The news in autumn 2011 that Diederik Stapel, the highly respected Dutch social psychologist, had committed scientific fraud on a huge scale came as a shattering blow to the international community of social psychologists.
A recipient of scientific awards from major associations in Europe and the US, Stapel had enjoyed a meteoric rise within our profession. Awarded the social psychology chair at the University of Groningen in 2000, only three years after earning his doctorate, he then moved to Tilburg University, where he became dean of the School of Social and Behavioural Sciences (and a regular tennis partner of the rector).
As he was famous well beyond his field for publishing papers purporting to show, for example, that the presence of wine glasses improves table manners, that messy environments promote discrimination and that meat eaters are more antisocial than vegetarians, the international media lapped up stories of his spectacular fall from grace.

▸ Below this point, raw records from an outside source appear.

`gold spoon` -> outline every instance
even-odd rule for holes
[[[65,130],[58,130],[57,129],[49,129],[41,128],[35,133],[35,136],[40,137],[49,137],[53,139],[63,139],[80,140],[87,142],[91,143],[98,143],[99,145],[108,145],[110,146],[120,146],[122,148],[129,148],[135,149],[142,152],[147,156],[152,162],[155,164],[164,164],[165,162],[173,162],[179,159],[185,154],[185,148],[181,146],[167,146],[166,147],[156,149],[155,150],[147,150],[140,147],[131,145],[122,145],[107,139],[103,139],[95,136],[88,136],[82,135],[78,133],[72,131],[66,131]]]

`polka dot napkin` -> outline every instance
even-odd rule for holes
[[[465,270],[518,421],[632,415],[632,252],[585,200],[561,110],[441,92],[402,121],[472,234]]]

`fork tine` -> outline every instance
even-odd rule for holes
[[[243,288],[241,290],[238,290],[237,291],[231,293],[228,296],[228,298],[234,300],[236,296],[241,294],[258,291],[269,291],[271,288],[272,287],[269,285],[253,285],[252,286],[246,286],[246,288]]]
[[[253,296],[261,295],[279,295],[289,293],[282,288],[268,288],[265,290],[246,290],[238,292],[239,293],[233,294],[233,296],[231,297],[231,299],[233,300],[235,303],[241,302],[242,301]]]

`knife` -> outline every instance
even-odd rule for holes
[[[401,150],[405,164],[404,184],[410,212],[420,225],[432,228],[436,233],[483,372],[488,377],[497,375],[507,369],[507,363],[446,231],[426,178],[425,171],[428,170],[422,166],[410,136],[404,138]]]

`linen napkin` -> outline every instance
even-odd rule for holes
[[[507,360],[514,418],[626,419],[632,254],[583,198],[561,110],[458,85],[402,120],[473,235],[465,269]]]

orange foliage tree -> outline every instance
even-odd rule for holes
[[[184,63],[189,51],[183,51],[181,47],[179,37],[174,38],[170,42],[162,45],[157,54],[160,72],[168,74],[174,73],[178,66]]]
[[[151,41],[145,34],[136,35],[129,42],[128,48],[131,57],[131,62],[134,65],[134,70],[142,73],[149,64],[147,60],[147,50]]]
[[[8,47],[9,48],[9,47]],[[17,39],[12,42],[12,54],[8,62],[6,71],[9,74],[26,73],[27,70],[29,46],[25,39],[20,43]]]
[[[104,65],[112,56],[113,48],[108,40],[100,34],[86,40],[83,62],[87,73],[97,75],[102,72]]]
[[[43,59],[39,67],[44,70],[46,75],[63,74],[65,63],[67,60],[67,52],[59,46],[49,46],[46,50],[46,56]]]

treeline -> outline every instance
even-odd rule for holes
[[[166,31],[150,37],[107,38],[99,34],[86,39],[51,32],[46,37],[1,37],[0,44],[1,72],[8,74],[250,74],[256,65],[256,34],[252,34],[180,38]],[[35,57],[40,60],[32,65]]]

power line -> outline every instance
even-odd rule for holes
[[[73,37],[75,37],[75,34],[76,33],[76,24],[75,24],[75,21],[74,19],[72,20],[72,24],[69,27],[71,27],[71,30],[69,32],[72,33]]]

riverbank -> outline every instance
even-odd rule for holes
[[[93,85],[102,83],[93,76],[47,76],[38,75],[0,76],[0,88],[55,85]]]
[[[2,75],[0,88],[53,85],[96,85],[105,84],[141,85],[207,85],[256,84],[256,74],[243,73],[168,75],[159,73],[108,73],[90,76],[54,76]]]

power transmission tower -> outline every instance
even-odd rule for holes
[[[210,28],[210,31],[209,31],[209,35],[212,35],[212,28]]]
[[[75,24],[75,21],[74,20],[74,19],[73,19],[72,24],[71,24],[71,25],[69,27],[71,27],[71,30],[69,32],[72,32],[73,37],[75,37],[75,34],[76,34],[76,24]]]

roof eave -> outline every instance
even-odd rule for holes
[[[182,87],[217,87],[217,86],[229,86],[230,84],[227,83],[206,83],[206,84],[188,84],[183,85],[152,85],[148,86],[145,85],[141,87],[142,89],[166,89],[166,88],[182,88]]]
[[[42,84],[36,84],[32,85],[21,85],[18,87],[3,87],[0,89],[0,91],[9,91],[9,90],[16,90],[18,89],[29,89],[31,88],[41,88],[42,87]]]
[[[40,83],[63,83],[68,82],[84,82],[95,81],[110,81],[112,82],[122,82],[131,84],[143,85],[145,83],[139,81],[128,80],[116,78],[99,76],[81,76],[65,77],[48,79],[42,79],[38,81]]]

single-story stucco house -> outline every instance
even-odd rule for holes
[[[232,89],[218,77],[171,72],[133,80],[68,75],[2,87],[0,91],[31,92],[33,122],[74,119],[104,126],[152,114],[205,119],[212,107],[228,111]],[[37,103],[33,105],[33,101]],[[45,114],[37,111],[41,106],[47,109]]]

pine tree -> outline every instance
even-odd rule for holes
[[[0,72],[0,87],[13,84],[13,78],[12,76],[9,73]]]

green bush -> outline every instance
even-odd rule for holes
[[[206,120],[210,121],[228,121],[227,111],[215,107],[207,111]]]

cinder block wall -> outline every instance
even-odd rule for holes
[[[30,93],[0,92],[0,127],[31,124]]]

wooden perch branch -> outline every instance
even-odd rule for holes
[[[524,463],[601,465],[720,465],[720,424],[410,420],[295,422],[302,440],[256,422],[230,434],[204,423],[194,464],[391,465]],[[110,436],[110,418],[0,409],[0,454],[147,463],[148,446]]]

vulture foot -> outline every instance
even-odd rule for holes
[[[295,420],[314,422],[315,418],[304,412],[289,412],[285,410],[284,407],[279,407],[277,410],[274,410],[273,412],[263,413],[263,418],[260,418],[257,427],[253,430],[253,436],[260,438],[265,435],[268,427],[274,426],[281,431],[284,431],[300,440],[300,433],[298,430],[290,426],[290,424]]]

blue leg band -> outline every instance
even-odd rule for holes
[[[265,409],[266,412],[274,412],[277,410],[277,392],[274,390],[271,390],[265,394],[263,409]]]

He was suspended and later dismissed by Tilburg.
In his autobiography, Ontsporing (Derailment), published at the end of 2012, Stapel admits to committing fraud from the beginning of his career, moving from minor data falsification to outright fabrication over the years. Last November’s joint report by the investigating committees established by all three of Stapel’s former institutions identified 55 articles as fraudulent, 47 of which have so far been retracted. That puts Stapel into the top tier of serial fraudsters, but still far below the present record holder for fraudulent articles, Japanese anaesthesiologist Yoshitaka Fujii.
The committees identified numerous flaws in Stapel’s research, ranging from poor statistical methods to incorrect and incomplete descriptions of the way a study had been conducted and data had been collected. The report acknowledges that since Stapel’s publications “do not constitute a random sample of social psychological publications”, it “goes without saying that the committees are not suggesting that unsound research practices are commonplace in social psychology”.
Just as well, you might think, since none of the committee members has any background in social psychology. Yet, a few pages later, the report makes an about-turn, saying that a “byproduct” of the committees’ inquiries is the conclusion that “there are certain aspects of the discipline that should be deemed undesirable or even incorrect from the perspectives of academic standards and scientific integrity”.
The Stapel affair has been particularly damaging because it occurred during a precarious period for social psychology. With the exception of cognitive dissonance theory, our discipline has been known mostly for supporting uncontroversial theories. But things changed dramatically towards the end of the 20th century with the rediscovery (the notion had already struck Freud and the behaviourists) that people can be influenced by stimuli in their environment without being aware of it.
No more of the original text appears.